• [6.9.0 beta 30] Server hard lock up


    nickp85
    • Urgent

    Updated to 6.9 beta 30 last night and sometime overnight my whole server locked up.  My Windows 10 VM was running along with 4 docker containers, Plex, Sonarr, Radarr and Nzbget, nothing else. I have my logs going to a local syslog so they are on a share.  There is nothing in the log between when I went to bed and when I had to force reboot the machine.

     

    Couldn't ping the machine, local console was blank, keyboard unresponsive, totally dead.  Force power off and on brought it back. After the reboot a parity check started automatically.

     

    Server had been working 100% fine with 6.8.3 for months. Since going to 6.9 beta 30, I reformatted my cache to 1MiB and also changed Docker to use an xfs image to control the high writes I was getting to my cache SSDs.  Machine was working fine just before bed, was playing Overwatch no issue.

     

    ***UPDATE*** It hasn't happened since the first night of being on 6.9 beta 30

    nicknas2-diagnostics-20201011-1053.zip




    User Feedback

    Recommended Comments



    15 minutes ago, John_M said:

    No, you're not. That table was for @turnipisum's AMD hardware. In your earlier post you say you have a 9900K for which Intel specifies DDR4-2666.

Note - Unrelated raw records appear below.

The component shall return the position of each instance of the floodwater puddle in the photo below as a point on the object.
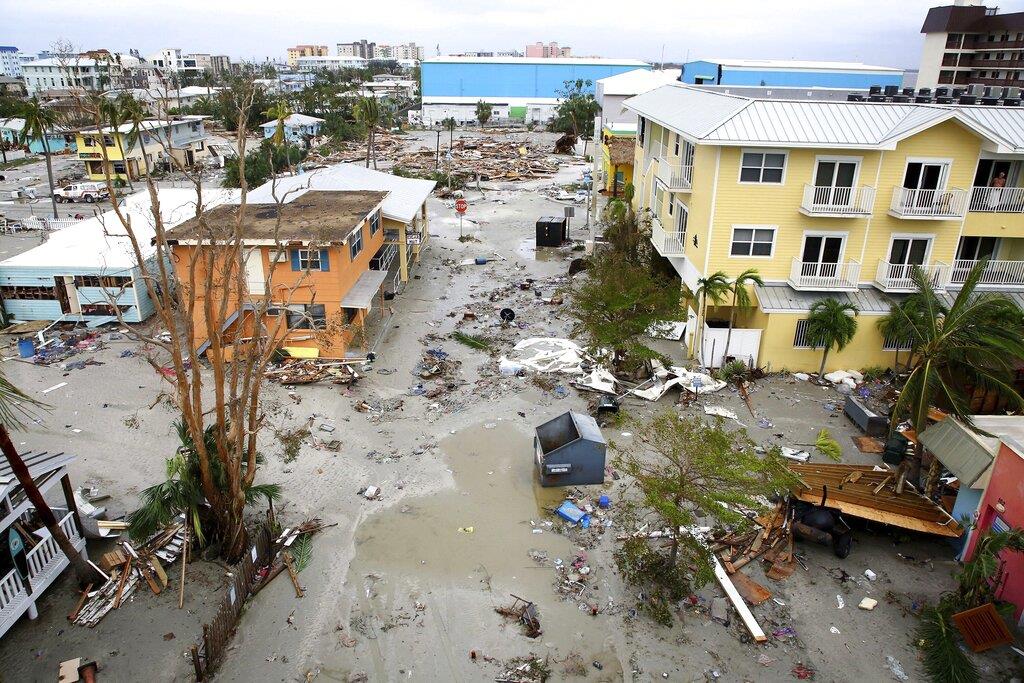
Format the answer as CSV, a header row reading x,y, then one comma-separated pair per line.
x,y
429,571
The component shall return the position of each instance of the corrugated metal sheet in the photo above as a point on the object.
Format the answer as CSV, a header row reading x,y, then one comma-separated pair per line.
x,y
782,298
721,118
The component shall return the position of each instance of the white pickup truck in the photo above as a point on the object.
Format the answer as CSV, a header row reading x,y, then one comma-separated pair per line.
x,y
81,191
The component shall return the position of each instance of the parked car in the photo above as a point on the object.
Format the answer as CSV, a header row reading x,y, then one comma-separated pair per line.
x,y
81,191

    https://ark.intel.com/content/www/us/en/ark/products/186605/intel-core-i9-9900k-processor-16m-cache-up-to-5-00-ghz.html

    Ah you are right, sorry.  Either way, server passes 4 days on memtest with no issues so certainly not a problem with my ram.  Also, back on beta 25 it’s not crashing at all.

    • Like 1
    Link to comment

    Update! so looking in my bios again i had power supply set to "low current idle" so i've now set it to "typical current idle" and got almost 4 days uptime so far! 🤞

    Also i did some logging of psu usage just in case. most i've seen while gaming on 2 vm's with 2070 supers on each one was 760 watts so don't think i'm hitting limit on the hx1000i but i am going get a 1600i as soon as i can but at £460 it's gonna have to wait to new year as i will need bigger ups as well another £700-1k 🤪

    Link to comment

    I think I'm having this or very similar crash. I don't even have any VMs on when it happens now.

    But....hey..how do you revert back to a specific beta!? Or even Stable for that matter?
    I go to the Update OS page, and change "Next" to "stable"...then the page quickly flashes/reloads and the selection is back on "Next". So I don't even know how to revert back to "Stable". But I'd also like to know how to revert back to a specific previous beta (not necessarily the previous one but maybe a few back).
    Any help?


     

    Edited by Stupifier
    Link to comment

    Any idea if @limetech has looked at this?  Its been quite a while and I don't see any attempts to look at this problem.  Its affecting beta 35 as well.  Presumably this issue would follow forward into the next release as well...

    Link to comment
    57 minutes ago, sittingmongoose said:

    Any idea if @limetech has looked at this?  Its been quite a while and I don't see any attempts to look at this problem.  Its affecting beta 35 as well.  Presumably this issue would follow forward into the next release as well...

    Nothing new other than than the c-states, typical current idle or memory speed tricks to try.

    Yes i'm on beta 35 now still having issues! I'm leaning to kernel issue or Nvidia drivers on the two 2070 supers on my vm's maybe. tried a lot of tweaks losing track now lol.

    I have seen posts on other forum's about bare metal ryzen and linux rig's having lock up's as well.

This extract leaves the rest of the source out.